Olivia LoDico
Agriculture produces a third of the world’s greenhouse gas emission and a tenth of America’s, yet there is little progress in the farming industry’s ability to reduce its effect on climate change. However, in attempts to mitigate these numbers, the U.S. government is spending billions of dollars into improving agricultural practices. The unfortunate reality, as we’re used to observing from Congress, is that a large chunk of this funding will likely go towards projects that will not even serve this purpose. This is due to the vast knowledge gap that exists in the agricultural realm of infrastructure.
The Environmental Working Group, an activist non-profit organization, conducted research on the projects where this federal funding is heading towards. The group concluded that the Department of Agriculture will be allocating funds to unproven practices in reducing agricultural emissions.
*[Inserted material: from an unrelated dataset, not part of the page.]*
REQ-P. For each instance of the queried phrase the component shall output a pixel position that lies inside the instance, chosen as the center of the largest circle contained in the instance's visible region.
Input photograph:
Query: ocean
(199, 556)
In response, U.S.D.A spokesman Allan Rodriguez claimed that the EWG did not take the USDA’s “rigorous, science-based methodology” into account in determining the practices. However, the author of the EWG report is still waiting for the department to even release their sources and data.
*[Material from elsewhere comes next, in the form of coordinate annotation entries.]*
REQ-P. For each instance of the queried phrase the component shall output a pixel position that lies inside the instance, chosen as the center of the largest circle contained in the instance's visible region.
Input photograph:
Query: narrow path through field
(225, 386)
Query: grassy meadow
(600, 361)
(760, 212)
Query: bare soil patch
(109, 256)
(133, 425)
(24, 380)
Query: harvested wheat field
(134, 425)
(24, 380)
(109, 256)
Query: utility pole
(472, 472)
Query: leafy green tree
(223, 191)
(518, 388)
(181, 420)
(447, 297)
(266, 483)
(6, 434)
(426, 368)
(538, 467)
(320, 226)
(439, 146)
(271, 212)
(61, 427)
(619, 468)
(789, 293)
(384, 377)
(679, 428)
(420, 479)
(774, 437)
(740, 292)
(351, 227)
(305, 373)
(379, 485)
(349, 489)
The controversy over these agricultural unproven practices are more difficult to debunk due to the complexities of the overall practice. It is not quite as straightforward (to put lightly, as nothing about sustainable development is straightforward) as examining and monitoring a large greenhouse gas emission source such as power plants. Examining the implications of practices, and furthermore proving whether or not they are effective, requires an immense amount of data and research. An example given in the Times is the minorly researched, yet widely accepted implementation of cover crops as a sustainable agricultural method. Other practices along these lines that the USDA has approved for funding include new irrigation systems and infrastructure for animal waste containment; both of which have a high potential of accomplishing just the opposite of their intention. Our implementation of lightly researched and unproven agricultural methods has and continues to occur. There are even many agricultural emission reduction methodologies contained in the Kyoto Protocol under the Clean Development Mechanism that have been contested as illegitimate.
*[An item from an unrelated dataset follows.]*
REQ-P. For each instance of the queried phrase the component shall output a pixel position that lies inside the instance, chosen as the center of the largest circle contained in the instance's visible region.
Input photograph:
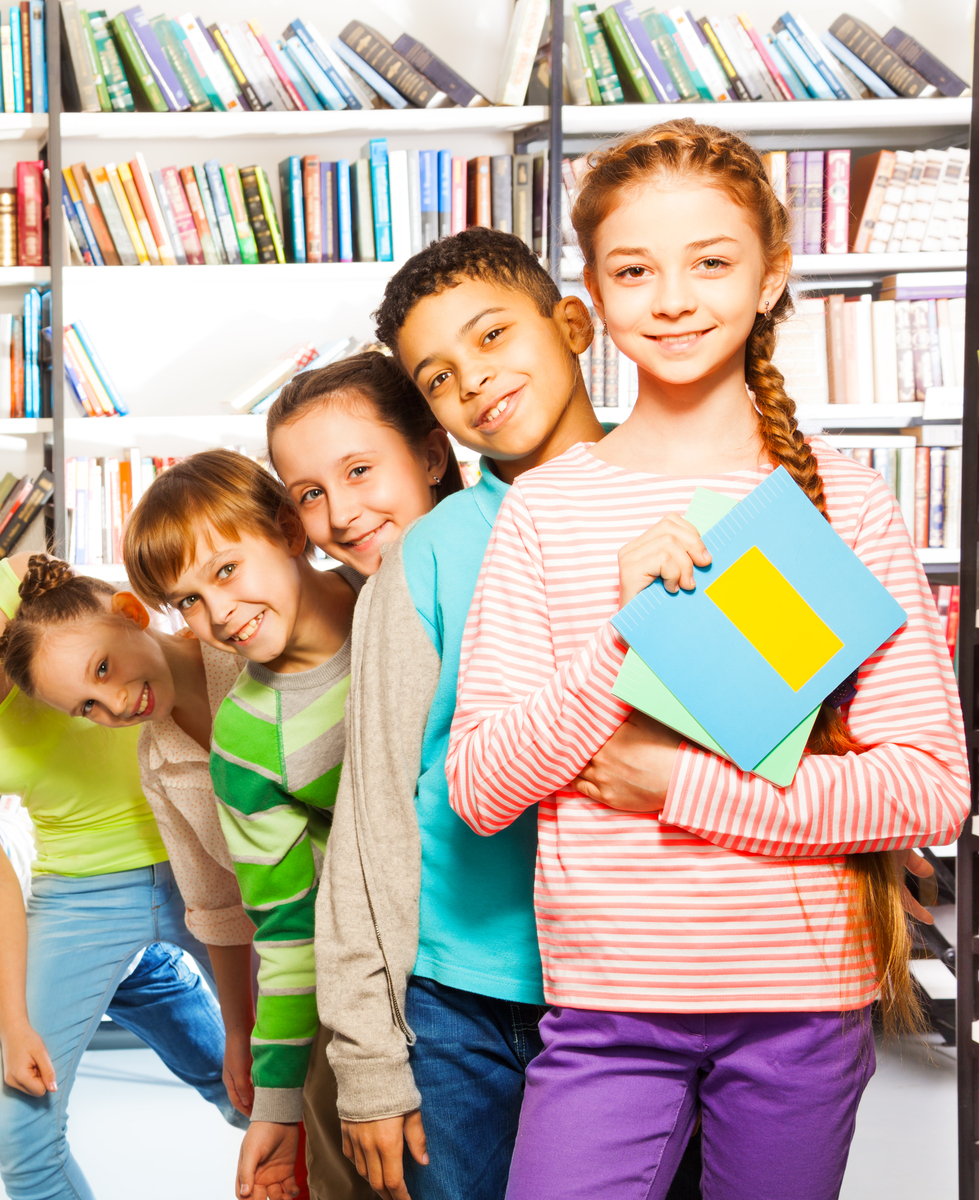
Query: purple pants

This phenomenon of integrating seemingly ignorant yet widely embraced solutions in hopes of achieving agricultural sustainability is largely due to the gap in knowledge of the field. Governmental strategy implementation is outpacing scientific discovery, but there may be no other choice for the time being. Our agricultural emission output is too detrimental to stand by and cross our fingers until reliable solutions are found. In terms of agricultural sustainability, it seems as though our current strategy is to throw anything at the ceiling and hope it sticks. However, there is hope with the climate crisis mitigation efforts included in the country’s largest energy tax credit package to date, the Inflation Reduction Act. The unprecedented investments contained in this $369 billion package have the ability to transform U.S. climate and environmental policies. In the case of sustainable agricultural development, the hundreds of millions of dollars that will be allocated to the industry have the potential to produce the research that we have been so desperately seeking. Although much of the funding will likely support pre-existing agricultural infrastructure, this is just as much an opportunity to better research and understand where we should direct future funding. We must work to seal this elusive gap in achieving the knowledge to produce meaningful, sustainable agricultural production.